Slow Curating embraces the notion of 'think global, act local', which is now somewhat cliché, but the idea is foundational in the work of Scottish scholar and town planner Patrick Geddes. He believed in a holistic view of working within a community with the environment rather than against it (Geddes, 1915: 397). The Slow Curating framework is directly inspired by the principles of the Slow Movement. Coined by Carl Honoré in his book In Praise of Slowness: How A Worldwide Movement Is Challenging the Cult of Speed, the Slow Movement galvanized an international phenomena toward slowing down life's pace. Rejecting the ‘rat race’, those who prescribe to the Slow Movement fundamentally want to change their life perspective and embrace life, health, the environment and local connectivity. In relation to the curatorial process, it is a rejection of the Biennale model and what I have termed ‘the Easy Jet/Jet Blue curator’—one who jets around to sites and ‘plops’ down an exhibition that is devoid of local context and relativity. Several scholars and practitioners use similar but different terminology, including Ralph Rugoff and Mary Jane Jacobs. For some time now, my curatorial process has included a meaningful and deep understanding of local context and working with local experts in the community to investigate issues that affect everyday lives.

In relation to my curatorial practice the ideas found in the Slow Movement are embodied in the Slow Curating framework, particularly in relation to curating and connecting with communities. The ‘slowness’ denotes an understanding of local context. The aim of Slow Curating is to facilitate space for cultural agency across a broad spectrum of the population while democratizing the institution of the museum.


Slow Curating is not necessarily about taking more time, although it is temporal in a relational way. The process encourages understanding of one’s immediate context, working with local experts to learn the cultural politics, understand the poetics of place, and investigating issues (conscious and unconscious) that affect everyday lives. The notion of taking time is important, as is working in collaboration with a sense of place and alongside working artists and the community. It means promoting reciprocal relationships, open-ended proposals, and outcomes that can be decided by different people and at different times in the process. The element of control and power ebbs and flows, and self-reflection and self-evaluation are continual and an important part of the process. This slow method also connects directly to radical pedagogical models and does not recognize the institutional division between the notions of curatorial and educational methods and processes. Nor does Slow Curating equate to art that takes a significant amount of time to create, although it often does take time for the projects to reveal themselves in their complexity.


Instead, Slow Curating rejects glossy, globe-trotting curatorial projects that quickly evaporate in favor of projects that are connected to the values of locality, working with local artists collaboratively, and responding to the context in a way that is relevant locally and globally. This is an intentional practice of interconnectivity. It is a rejection of the ‘EasyJet curator’ — one who continuously moves from one international project to another, curating projects that could be seen anywhere and devoid of context and relational nature to their immediate surroundings.


Another issue that Slow Curating may address is assembly-line exhibition making.
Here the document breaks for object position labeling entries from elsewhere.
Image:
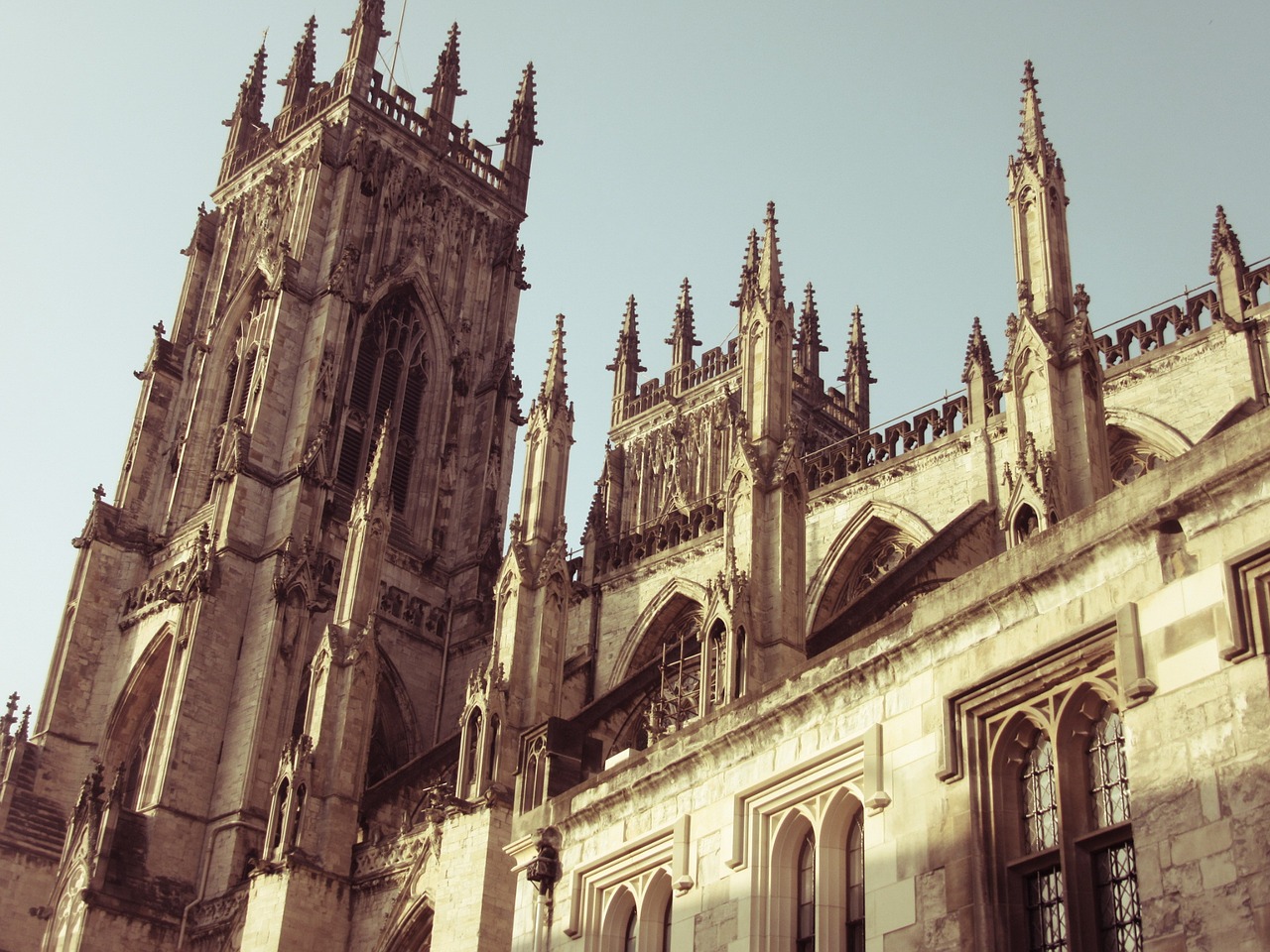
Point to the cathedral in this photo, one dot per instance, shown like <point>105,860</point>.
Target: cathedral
<point>988,678</point>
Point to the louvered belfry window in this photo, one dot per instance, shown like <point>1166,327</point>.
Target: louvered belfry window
<point>388,380</point>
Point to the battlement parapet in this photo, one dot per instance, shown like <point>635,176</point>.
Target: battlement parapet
<point>862,451</point>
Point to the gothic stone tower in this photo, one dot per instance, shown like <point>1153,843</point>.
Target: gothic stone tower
<point>272,613</point>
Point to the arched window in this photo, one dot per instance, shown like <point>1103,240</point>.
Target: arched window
<point>1075,869</point>
<point>492,749</point>
<point>471,756</point>
<point>388,380</point>
<point>856,884</point>
<point>629,938</point>
<point>806,900</point>
<point>1026,524</point>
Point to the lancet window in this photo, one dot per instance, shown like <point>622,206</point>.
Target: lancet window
<point>388,379</point>
<point>1072,880</point>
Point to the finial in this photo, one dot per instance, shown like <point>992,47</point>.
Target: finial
<point>524,119</point>
<point>748,267</point>
<point>300,75</point>
<point>444,85</point>
<point>1029,79</point>
<point>770,264</point>
<point>1224,243</point>
<point>553,391</point>
<point>810,343</point>
<point>250,103</point>
<point>1032,134</point>
<point>978,356</point>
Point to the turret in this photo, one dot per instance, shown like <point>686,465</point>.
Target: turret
<point>521,136</point>
<point>810,347</point>
<point>444,85</point>
<point>626,367</point>
<point>300,77</point>
<point>248,112</point>
<point>1227,267</point>
<point>683,339</point>
<point>766,324</point>
<point>363,46</point>
<point>856,377</point>
<point>979,376</point>
<point>549,434</point>
<point>1038,198</point>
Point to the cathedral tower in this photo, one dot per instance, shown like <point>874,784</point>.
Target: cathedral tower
<point>281,603</point>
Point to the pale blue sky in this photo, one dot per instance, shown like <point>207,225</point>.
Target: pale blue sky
<point>880,131</point>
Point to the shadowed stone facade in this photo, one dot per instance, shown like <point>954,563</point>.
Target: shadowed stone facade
<point>993,676</point>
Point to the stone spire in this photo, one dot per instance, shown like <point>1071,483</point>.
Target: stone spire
<point>771,287</point>
<point>979,376</point>
<point>367,535</point>
<point>810,344</point>
<point>1038,198</point>
<point>553,393</point>
<point>548,436</point>
<point>1032,135</point>
<point>250,103</point>
<point>626,366</point>
<point>300,76</point>
<point>444,86</point>
<point>1225,243</point>
<point>683,336</point>
<point>766,330</point>
<point>1227,266</point>
<point>748,271</point>
<point>856,376</point>
<point>521,135</point>
<point>363,45</point>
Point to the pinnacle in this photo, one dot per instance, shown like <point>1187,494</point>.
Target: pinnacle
<point>524,119</point>
<point>770,263</point>
<point>1224,240</point>
<point>976,352</point>
<point>684,331</point>
<point>445,81</point>
<point>554,380</point>
<point>1032,135</point>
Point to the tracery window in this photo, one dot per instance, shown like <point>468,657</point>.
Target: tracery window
<point>856,884</point>
<point>679,696</point>
<point>806,918</point>
<point>388,380</point>
<point>1076,870</point>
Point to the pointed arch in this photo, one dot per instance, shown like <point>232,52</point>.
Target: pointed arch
<point>1138,442</point>
<point>658,613</point>
<point>873,524</point>
<point>789,844</point>
<point>413,932</point>
<point>135,726</point>
<point>394,735</point>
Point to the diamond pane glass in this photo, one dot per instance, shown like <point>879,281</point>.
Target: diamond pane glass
<point>1040,805</point>
<point>1119,915</point>
<point>1109,774</point>
<point>1047,920</point>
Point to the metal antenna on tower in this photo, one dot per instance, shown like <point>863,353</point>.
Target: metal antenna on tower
<point>397,45</point>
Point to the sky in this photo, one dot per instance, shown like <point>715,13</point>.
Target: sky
<point>880,131</point>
Those of us in the field know that, as curators, we often feel pressured to see the next show, attend the next biennale or speak at the next symposium as part of our practice, rather than connecting in multiple ways to our immediate communities. The time pressure to roll out exhibitions, like a factory line, is addressed with a Fordist/post-Fordist or Marxist critique (Birchall 2014, 2015). I utilize Slow Curating to challenges and disrupt conventional museum and exhibition experiences for more relevant audience engagement. I hope that Slow Curating can be a useful framework in many different contexts.


The process in my curatorial practice is to create relevant engagement with audiences and local communities while critically examining that practice as it evolved and adapted to political contexts. This framework includes: researching of socio-political and historical contexts, conducting experiments and analyzing, noting outputs, responding in situ, and then re-testing. The research process was iterative, with cylindrical reviews as developed over time and place. Below are brief definitions of the Slow Curating steps.


Cylindrical chart of Slow Curating framework: Research + experiment + Observations + Reflect + Dialogue + Alter + Repeat


SLOW CURATING = RESEARCH + EXPERIMENT + OBSERVATION + REFLECTION + DIALOGUE + ADAPTATION + REPEAT

1. RESEARCH: Begin environmental mapping of the local context through dialogue, primary and secondary research, and observations. Take extensive notes. Speak with stakeholders. Consider questions that are overt and subvert. What is not being said? Over time, the nuances of the socio-political and historical ecosystems will slowly become apparent.


2. EXPERIMENT: Based and/or connected to a local context and working with others, begin to present creative experiments that facilitate further and deeper dialogue. Take calculated risks, given the research, which aims to facilitate a space that is dialogical and experiential, using new approaches and methods for engagement via multiple avenues of entry into the work. Unplanned opportunities arise within the space between art and audiences.


3. OBSERVATION: With an open, reflexive, and transparent approach, observe the experiments as they unfold within the contexts. Reflect in your journal—what is said, what is not? What works? What could have been different? Do not attempt to control the situation.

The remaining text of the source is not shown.